Patrick Limb QC & Gareth McAloon secure unanimous decision in the Court of Appeal for the Appellant in Mackenzie -v- Alcoa Manufacturing (GB) Limited [2019] EWCA Civ 2110.

The Court of Appeal has this morning handed down judgment in this significant decision on a NIHL claim in which they have overturned the decision of Mr Justice Garnham and have dismissed the Claimant’s claim for damages.

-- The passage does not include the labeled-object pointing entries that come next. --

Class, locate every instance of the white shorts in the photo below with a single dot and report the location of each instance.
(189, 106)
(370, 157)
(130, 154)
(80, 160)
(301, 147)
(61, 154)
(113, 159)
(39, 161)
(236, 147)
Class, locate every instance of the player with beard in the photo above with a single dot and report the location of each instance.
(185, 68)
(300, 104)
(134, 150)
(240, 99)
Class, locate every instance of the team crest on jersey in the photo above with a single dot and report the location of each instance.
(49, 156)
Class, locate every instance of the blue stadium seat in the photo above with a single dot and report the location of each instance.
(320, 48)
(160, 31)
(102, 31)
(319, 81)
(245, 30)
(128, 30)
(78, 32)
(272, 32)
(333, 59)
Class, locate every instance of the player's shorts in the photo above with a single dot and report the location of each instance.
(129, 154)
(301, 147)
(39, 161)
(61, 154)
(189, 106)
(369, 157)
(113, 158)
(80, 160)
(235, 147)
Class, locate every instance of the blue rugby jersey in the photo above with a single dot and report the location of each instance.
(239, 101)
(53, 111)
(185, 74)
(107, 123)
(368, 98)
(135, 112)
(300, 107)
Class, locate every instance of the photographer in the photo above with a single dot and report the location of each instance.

The Lord Justices have unanimously agreed that whether or not inferences, such as that drawn against the Defendant in Keefe -v- Isle of Man Steam Packet Company Limited [2010] EWCA Civ 683, can be drawn generally against Defendants to historic NIHL claims who have disclosed no noise surveys, depends on the circumstances of the case and that the guidance in Keefe should not be elevated to a rule of law. In this case, it was a relevant factor that the long passage of time may have caused such documents to be lost and that the presence of expert engineering evidence (which did not support exposure to excessive noise) could, even if an inference were drawn, mitigate against a finding that that inference ought to be to the extent that there is a positive finding of breach for excessive exposure to noise above the common law threshold applicable. Accordingly, the Court endorsed the decision of HHJ Vosper QC at first instance and his refusal not find the Defendant in breach of duty to the Claimant.

Further guidance was also given on when it was that it could be said that a common law duty to undertake noise surveys first arose, and has urged caution on appellate courts when considering whether to overturn findings of fact by a trial judge who has had the advantage of hearing and considering the entirety of the evidence in a case.